Как мы смогли убедиться, пресловутый нахимовский приказ вряд ли стоило называть «знаменитым», а потопление судов было приостановлено вовсе не потому, что «появилась слабая надежда» на отказ неприятеля немедленно идти на штурм, а потому, что эта мера была проявлением единоличной воли Павла Степановича, который сам, с явным облегчением, и отказался от её исполнения, когда с его плеч была снята колоссальная ответственность за судьбу Южной стороны. Но значимость, исключительная роль и ценность такой исторической личности, как Нахимов, только неизмеримо возрастает, когда читаешь о его здравом решении, высказанном им на совете того же дня. И нам необходимо подробнее остановиться на событии, так непростительно скупо описанном Жандром, тогда как именно день 14 сентября можно считать важнейшим рубежом; «четырнадцатым сентября исчерпало себя, иссякло окончательно меншиковское начало севастопольской обороны. Четырнадцатым — вступило в права корниловское — гражданское, патриотическое и народное — начало севастопольской эпопеи, которое с остротой гения воспринял и передал во всех севастопольских рассказах Л.Н.Толстой, а затем перенёс его и в «Войну и мир»» [155].
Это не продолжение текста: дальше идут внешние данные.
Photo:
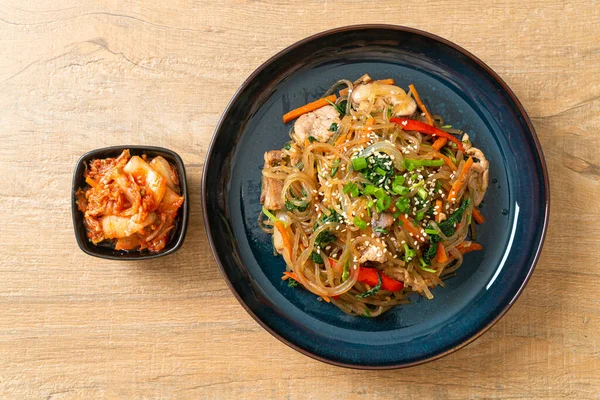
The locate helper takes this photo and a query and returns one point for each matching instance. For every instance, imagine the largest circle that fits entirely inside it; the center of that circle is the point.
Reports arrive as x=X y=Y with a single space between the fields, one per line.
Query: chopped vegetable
x=410 y=228
x=439 y=143
x=370 y=277
x=423 y=266
x=381 y=230
x=461 y=180
x=413 y=125
x=346 y=272
x=441 y=255
x=359 y=163
x=438 y=210
x=448 y=226
x=315 y=105
x=351 y=188
x=289 y=275
x=270 y=215
x=408 y=253
x=335 y=166
x=360 y=223
x=316 y=257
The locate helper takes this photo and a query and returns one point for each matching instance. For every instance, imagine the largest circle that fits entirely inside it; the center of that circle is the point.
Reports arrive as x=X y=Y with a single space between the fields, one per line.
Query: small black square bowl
x=104 y=251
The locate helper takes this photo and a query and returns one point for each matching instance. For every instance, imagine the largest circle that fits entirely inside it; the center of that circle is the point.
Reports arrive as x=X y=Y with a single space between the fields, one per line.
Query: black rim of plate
x=474 y=59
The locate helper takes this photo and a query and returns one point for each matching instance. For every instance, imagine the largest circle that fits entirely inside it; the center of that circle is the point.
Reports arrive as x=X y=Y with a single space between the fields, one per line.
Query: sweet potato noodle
x=131 y=203
x=373 y=198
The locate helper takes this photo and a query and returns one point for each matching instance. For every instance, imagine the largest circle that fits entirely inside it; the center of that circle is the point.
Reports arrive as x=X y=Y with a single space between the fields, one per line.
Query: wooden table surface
x=76 y=75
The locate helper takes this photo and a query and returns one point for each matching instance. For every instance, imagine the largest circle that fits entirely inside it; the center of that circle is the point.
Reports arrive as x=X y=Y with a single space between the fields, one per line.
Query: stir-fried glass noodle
x=373 y=197
x=131 y=202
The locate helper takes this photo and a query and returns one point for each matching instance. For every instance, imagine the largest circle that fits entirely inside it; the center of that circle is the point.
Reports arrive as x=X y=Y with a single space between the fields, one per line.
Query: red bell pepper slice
x=369 y=276
x=413 y=125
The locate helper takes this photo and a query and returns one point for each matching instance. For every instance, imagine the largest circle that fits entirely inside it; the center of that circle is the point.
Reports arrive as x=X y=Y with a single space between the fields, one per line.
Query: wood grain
x=81 y=74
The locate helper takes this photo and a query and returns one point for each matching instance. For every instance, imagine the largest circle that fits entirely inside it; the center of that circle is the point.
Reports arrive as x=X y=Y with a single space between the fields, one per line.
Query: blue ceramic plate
x=456 y=85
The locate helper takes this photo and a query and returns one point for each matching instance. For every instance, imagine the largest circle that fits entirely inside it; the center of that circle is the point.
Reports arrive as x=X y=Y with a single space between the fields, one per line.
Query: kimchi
x=131 y=202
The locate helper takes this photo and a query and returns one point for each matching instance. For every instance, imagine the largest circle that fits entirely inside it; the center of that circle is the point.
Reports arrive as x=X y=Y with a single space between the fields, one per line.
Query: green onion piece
x=448 y=152
x=370 y=189
x=359 y=163
x=402 y=205
x=408 y=253
x=423 y=266
x=360 y=223
x=383 y=203
x=351 y=188
x=398 y=180
x=335 y=166
x=401 y=190
x=269 y=215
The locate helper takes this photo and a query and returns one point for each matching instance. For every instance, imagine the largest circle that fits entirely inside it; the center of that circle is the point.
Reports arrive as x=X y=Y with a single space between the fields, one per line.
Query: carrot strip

В корниловском «журнале» за 13, 14, 15, 16 и 17 сентября почти дословно повторяются такие фразы: за 13-е: «О князе самые сбивчивые слухи. Что будет, то будет, а надо брать меры, если князь отрезан и к нам опоздает»; за 14-е: «Но что будет, то будет. Положили стоять. Слава будет, если устоим, если же нет, то князя Меншикова можно назвать изменником и подлецом, впрочем, я всё не верю, чтобы он продал… О князе ни слуху, ни духу»; за 15-е: «О князе ни слуху, ни духу… Князь должен дать отчёт России в отдаче города. Если бы он не ушёл Бог весть куда, то мы бы отстояли. Если бы я знал, что он способен на такой изменнический поступок, то, конечно, никогда бы не согласился затопить корабли, а лучше вышел дать сражение двойному числом врагу… Вечер в чёрных мечтах о будущем России. Неужели все её войска похожи на армию князя Меншикова? А Меншиков состоит в числе лучших генералов!»; за 16-е: «…Бог да благословит и да подкрепит нас, и если бы князь Меншиков вместо того, чтобы потеряться после несчастной Альминской битвы, привёл бы войска в порядок на Северной стороне и решился бы, вместо разных стратегических маршей, защищать донельзя порт и город и оставил бы наш флот целым, с его командой и в его сфере, то, я уверен, мы не были бы накануне разрушений. Постыдно!»; за 17-е: «О князе ни слуху, ни духу…»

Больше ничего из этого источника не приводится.